A few days ago, Andrew Friedman sat with Todd Kalas during the game and discussed the 2014 Rays disappointing season. Take a look, and then lets circle back to discuss.
- First off, Frieds always manages to make me feel good. He's methodical. He's clearly thought things through, and he says exactly what he means to say in a calm, measured way. Moreover, he basically shares my point of view about baseball, only with more experience, more wattage, more time, more resources, and much more money. For a stat nerd, listening to Friedman is like speaking in a special echo chamber that sends your voice back to you as a rich, operatic baritone.
- "There's sequencing, and some randomness." Ding, ding, ding! I love a man who will admit to the existence of luck. I would contend that it's the single most important concept in sabermetrics -- realize that not everything is meaningful, and try to discover what is.
- Okay, but is Friedman right? Can we blame unfortunate sequencing for our lack of runs? Not so much. The statistic wOBA is the best measure we have of offensive performance in a context-neutral environment. The Rays team wOBA was .306, which is tenth out of the 15 teams in the American League. In terms of runs scored, the Rays were thirteenth, so that's slightly unlucky but not by all that much. If we instead use wOBA which adjusts for park (Tropicana Field favors pitchers), we see that the Rays placed eighth, and were exactly an average offense. That's not really good enough on the whole for a team with championship aspirations, and it's not just a matter of not hitting with men on base. Actually, the Rays hit slightly better with men on base (101 wRC+) than with the bases empty (99 wRC+), although they were worse with men in scoring position (96 wRC+).
- The sequencing that helps a team score runs isn't quite the same as the sequencing that helps them win games, and in that regard, the Rays were unfortunate/un-clutch (clutch is not a predictable skill). In low leverage situations, the Rays were the the second best team in the American League, with a 109 wRC+, meaning that they were 9% above average. In high leverage situations -- those that most matter for winning a game -- they were 12th best, and 12% below average, with a 88 wRC+. Such an un-clutch performance, while not predictable and likely not representative of skill, is a good way to throw a season away, so in that sense, Friedman is right.
- Of course, Friedman said that they need to go back and figure "what was randomness and what's real," and that doing so will help them prepare for the offseason. That doesn't just mean looking at how hitting creates runs. It also means examining each player performance, and evaluating whether their level of play was indicative of what should be expected going forward. Friedman said that being out of the race early has given the front office a head start on preparing for the offseason. That may or may not translate into a busy offseason, but I trust that the decision making process will be sound, even if the decisions turn out to suck. The man who will shrug and say that he doesn't know the answers yet is the man most likely to find the answers.

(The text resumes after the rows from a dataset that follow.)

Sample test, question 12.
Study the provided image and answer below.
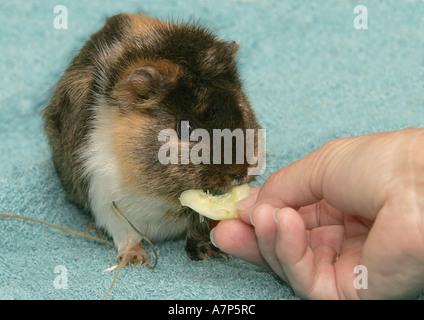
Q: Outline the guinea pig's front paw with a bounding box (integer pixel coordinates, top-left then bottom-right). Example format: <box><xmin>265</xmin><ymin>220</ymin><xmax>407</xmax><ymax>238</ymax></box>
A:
<box><xmin>185</xmin><ymin>238</ymin><xmax>227</xmax><ymax>261</ymax></box>
<box><xmin>117</xmin><ymin>242</ymin><xmax>150</xmax><ymax>267</ymax></box>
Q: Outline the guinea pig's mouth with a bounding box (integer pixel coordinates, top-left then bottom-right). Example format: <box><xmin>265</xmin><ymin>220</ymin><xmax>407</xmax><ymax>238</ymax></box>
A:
<box><xmin>203</xmin><ymin>183</ymin><xmax>245</xmax><ymax>196</ymax></box>
<box><xmin>205</xmin><ymin>175</ymin><xmax>255</xmax><ymax>196</ymax></box>
<box><xmin>205</xmin><ymin>189</ymin><xmax>226</xmax><ymax>196</ymax></box>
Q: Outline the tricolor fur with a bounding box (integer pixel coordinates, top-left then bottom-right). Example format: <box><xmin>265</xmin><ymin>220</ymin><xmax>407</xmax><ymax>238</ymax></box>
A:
<box><xmin>43</xmin><ymin>13</ymin><xmax>260</xmax><ymax>263</ymax></box>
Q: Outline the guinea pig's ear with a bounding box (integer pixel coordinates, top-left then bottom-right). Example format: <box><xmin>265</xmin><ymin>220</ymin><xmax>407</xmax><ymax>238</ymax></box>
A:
<box><xmin>112</xmin><ymin>66</ymin><xmax>170</xmax><ymax>111</ymax></box>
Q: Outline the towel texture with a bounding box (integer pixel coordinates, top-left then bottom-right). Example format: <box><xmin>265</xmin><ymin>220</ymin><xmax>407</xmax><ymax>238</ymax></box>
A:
<box><xmin>1</xmin><ymin>0</ymin><xmax>423</xmax><ymax>300</ymax></box>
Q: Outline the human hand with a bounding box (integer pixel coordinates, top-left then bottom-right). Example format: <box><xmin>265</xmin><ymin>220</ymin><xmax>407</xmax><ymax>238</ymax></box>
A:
<box><xmin>211</xmin><ymin>129</ymin><xmax>424</xmax><ymax>299</ymax></box>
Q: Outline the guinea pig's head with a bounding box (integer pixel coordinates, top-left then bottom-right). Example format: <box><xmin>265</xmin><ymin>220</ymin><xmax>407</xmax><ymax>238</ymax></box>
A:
<box><xmin>109</xmin><ymin>27</ymin><xmax>262</xmax><ymax>206</ymax></box>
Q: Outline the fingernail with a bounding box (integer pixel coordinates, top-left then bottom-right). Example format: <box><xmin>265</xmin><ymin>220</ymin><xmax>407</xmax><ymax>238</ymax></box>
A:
<box><xmin>236</xmin><ymin>193</ymin><xmax>258</xmax><ymax>211</ymax></box>
<box><xmin>210</xmin><ymin>227</ymin><xmax>218</xmax><ymax>248</ymax></box>
<box><xmin>249</xmin><ymin>207</ymin><xmax>255</xmax><ymax>227</ymax></box>
<box><xmin>273</xmin><ymin>208</ymin><xmax>281</xmax><ymax>225</ymax></box>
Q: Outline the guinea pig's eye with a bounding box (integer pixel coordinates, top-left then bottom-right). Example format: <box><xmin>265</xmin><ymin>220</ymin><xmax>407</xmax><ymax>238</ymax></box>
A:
<box><xmin>176</xmin><ymin>118</ymin><xmax>195</xmax><ymax>141</ymax></box>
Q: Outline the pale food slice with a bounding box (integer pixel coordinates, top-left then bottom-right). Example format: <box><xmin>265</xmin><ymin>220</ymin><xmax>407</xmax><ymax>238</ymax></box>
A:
<box><xmin>179</xmin><ymin>184</ymin><xmax>251</xmax><ymax>220</ymax></box>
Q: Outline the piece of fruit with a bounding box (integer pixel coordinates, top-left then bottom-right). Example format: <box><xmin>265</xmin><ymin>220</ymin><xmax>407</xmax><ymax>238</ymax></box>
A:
<box><xmin>179</xmin><ymin>184</ymin><xmax>251</xmax><ymax>220</ymax></box>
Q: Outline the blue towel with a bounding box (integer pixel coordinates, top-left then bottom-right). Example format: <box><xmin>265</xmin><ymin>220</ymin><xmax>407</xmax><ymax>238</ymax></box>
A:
<box><xmin>1</xmin><ymin>0</ymin><xmax>423</xmax><ymax>300</ymax></box>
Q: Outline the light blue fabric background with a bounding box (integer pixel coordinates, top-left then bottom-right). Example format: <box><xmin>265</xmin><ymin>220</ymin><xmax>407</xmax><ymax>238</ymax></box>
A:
<box><xmin>1</xmin><ymin>0</ymin><xmax>423</xmax><ymax>299</ymax></box>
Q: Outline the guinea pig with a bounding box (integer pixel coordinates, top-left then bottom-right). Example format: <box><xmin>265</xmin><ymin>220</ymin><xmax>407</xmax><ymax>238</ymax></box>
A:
<box><xmin>43</xmin><ymin>13</ymin><xmax>261</xmax><ymax>266</ymax></box>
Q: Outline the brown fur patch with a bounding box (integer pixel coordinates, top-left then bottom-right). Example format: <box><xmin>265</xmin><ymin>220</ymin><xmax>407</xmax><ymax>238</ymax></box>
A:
<box><xmin>61</xmin><ymin>69</ymin><xmax>94</xmax><ymax>106</ymax></box>
<box><xmin>118</xmin><ymin>59</ymin><xmax>183</xmax><ymax>85</ymax></box>
<box><xmin>125</xmin><ymin>13</ymin><xmax>166</xmax><ymax>36</ymax></box>
<box><xmin>111</xmin><ymin>59</ymin><xmax>183</xmax><ymax>114</ymax></box>
<box><xmin>111</xmin><ymin>108</ymin><xmax>152</xmax><ymax>193</ymax></box>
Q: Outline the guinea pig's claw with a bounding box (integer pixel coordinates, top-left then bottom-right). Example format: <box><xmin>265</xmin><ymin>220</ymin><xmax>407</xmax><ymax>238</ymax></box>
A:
<box><xmin>117</xmin><ymin>242</ymin><xmax>150</xmax><ymax>267</ymax></box>
<box><xmin>185</xmin><ymin>239</ymin><xmax>227</xmax><ymax>261</ymax></box>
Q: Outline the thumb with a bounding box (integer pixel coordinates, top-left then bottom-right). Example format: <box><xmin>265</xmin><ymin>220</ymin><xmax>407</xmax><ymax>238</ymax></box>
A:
<box><xmin>246</xmin><ymin>133</ymin><xmax>401</xmax><ymax>221</ymax></box>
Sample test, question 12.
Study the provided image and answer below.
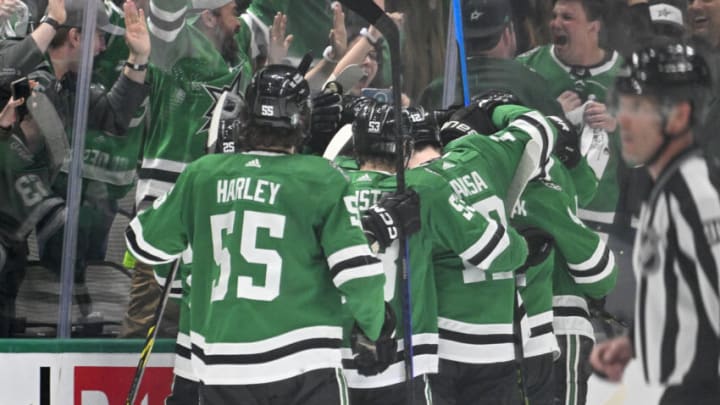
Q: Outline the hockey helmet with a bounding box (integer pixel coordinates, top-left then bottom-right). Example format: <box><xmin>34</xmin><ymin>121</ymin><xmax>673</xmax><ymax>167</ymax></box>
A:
<box><xmin>406</xmin><ymin>106</ymin><xmax>442</xmax><ymax>148</ymax></box>
<box><xmin>613</xmin><ymin>39</ymin><xmax>711</xmax><ymax>125</ymax></box>
<box><xmin>352</xmin><ymin>103</ymin><xmax>413</xmax><ymax>160</ymax></box>
<box><xmin>245</xmin><ymin>64</ymin><xmax>311</xmax><ymax>131</ymax></box>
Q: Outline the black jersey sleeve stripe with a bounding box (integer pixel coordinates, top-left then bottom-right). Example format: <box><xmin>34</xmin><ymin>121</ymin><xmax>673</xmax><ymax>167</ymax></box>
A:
<box><xmin>530</xmin><ymin>322</ymin><xmax>554</xmax><ymax>338</ymax></box>
<box><xmin>148</xmin><ymin>11</ymin><xmax>185</xmax><ymax>34</ymax></box>
<box><xmin>466</xmin><ymin>224</ymin><xmax>505</xmax><ymax>266</ymax></box>
<box><xmin>439</xmin><ymin>328</ymin><xmax>515</xmax><ymax>345</ymax></box>
<box><xmin>192</xmin><ymin>337</ymin><xmax>342</xmax><ymax>365</ymax></box>
<box><xmin>568</xmin><ymin>247</ymin><xmax>611</xmax><ymax>278</ymax></box>
<box><xmin>329</xmin><ymin>255</ymin><xmax>382</xmax><ymax>280</ymax></box>
<box><xmin>138</xmin><ymin>167</ymin><xmax>182</xmax><ymax>184</ymax></box>
<box><xmin>125</xmin><ymin>226</ymin><xmax>168</xmax><ymax>264</ymax></box>
<box><xmin>514</xmin><ymin>112</ymin><xmax>552</xmax><ymax>165</ymax></box>
<box><xmin>553</xmin><ymin>306</ymin><xmax>590</xmax><ymax>319</ymax></box>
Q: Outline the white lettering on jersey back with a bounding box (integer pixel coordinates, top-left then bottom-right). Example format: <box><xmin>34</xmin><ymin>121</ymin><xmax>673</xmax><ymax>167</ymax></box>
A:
<box><xmin>448</xmin><ymin>170</ymin><xmax>489</xmax><ymax>198</ymax></box>
<box><xmin>217</xmin><ymin>177</ymin><xmax>281</xmax><ymax>205</ymax></box>
<box><xmin>355</xmin><ymin>189</ymin><xmax>383</xmax><ymax>211</ymax></box>
<box><xmin>512</xmin><ymin>200</ymin><xmax>527</xmax><ymax>217</ymax></box>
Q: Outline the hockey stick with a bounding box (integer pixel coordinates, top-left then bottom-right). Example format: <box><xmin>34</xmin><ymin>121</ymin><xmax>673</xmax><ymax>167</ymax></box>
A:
<box><xmin>451</xmin><ymin>0</ymin><xmax>471</xmax><ymax>106</ymax></box>
<box><xmin>125</xmin><ymin>259</ymin><xmax>181</xmax><ymax>405</ymax></box>
<box><xmin>322</xmin><ymin>124</ymin><xmax>354</xmax><ymax>160</ymax></box>
<box><xmin>207</xmin><ymin>91</ymin><xmax>229</xmax><ymax>153</ymax></box>
<box><xmin>337</xmin><ymin>0</ymin><xmax>415</xmax><ymax>401</ymax></box>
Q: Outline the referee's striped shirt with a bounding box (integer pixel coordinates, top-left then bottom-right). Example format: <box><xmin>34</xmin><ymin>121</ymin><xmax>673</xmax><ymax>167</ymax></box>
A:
<box><xmin>633</xmin><ymin>150</ymin><xmax>720</xmax><ymax>390</ymax></box>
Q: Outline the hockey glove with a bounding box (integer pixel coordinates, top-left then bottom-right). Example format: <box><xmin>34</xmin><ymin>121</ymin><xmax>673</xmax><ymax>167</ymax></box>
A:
<box><xmin>351</xmin><ymin>302</ymin><xmax>397</xmax><ymax>376</ymax></box>
<box><xmin>440</xmin><ymin>90</ymin><xmax>521</xmax><ymax>144</ymax></box>
<box><xmin>361</xmin><ymin>189</ymin><xmax>421</xmax><ymax>251</ymax></box>
<box><xmin>516</xmin><ymin>227</ymin><xmax>554</xmax><ymax>286</ymax></box>
<box><xmin>547</xmin><ymin>115</ymin><xmax>581</xmax><ymax>169</ymax></box>
<box><xmin>308</xmin><ymin>82</ymin><xmax>345</xmax><ymax>153</ymax></box>
<box><xmin>341</xmin><ymin>95</ymin><xmax>375</xmax><ymax>125</ymax></box>
<box><xmin>520</xmin><ymin>227</ymin><xmax>554</xmax><ymax>268</ymax></box>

- Regarding the David Price trade, Friedman said, "That was the bet that we made. We felt strongly that we would get more in July than we would in the offseason." That's intuitively obvious, but Friedman has more information than the rest of us, as he actually knows what was offered by each buying team in July. It does say something interesting, though, about the team's decision to retain Ben Zobrist and Matt Joyce.
- On Willy Adames: "The ability we had a pretty good feel for, but the makeup, the work ethic, the desire -- those things you don't really know until you get someone and can work with him every day, and those reports have been off the chart." Good. Although, the reports on work ethic and desire for Josh Sale were also allegedly great, so whatever.
- On Grant Balfour: "I will definitely not bet against Grant next year. I think he's going to be really really good. But again, that speaks to the volatility. The stuff's still there, the characteristics are still there. And it's something where that volatility kind of scares us . . . but also gives us some optimism going into next year." Okay. Let's take a look at the characteristics of Grant Balfour's fastball.
That's not identical to the past couple years. There's a little less velocity, and about two inches less horizontal movement, making the fastball pretty straight. It's definitely something to worry about. I wouldn't say that Balfour is done, but I wouldn't say that all of the "characteristics are still there," either. What makes one pitcher successful and another one unsuccessful is often difficult to discern, but the Rays have had unusual success with reclamation project. Grant Balfour is now a reclamation project.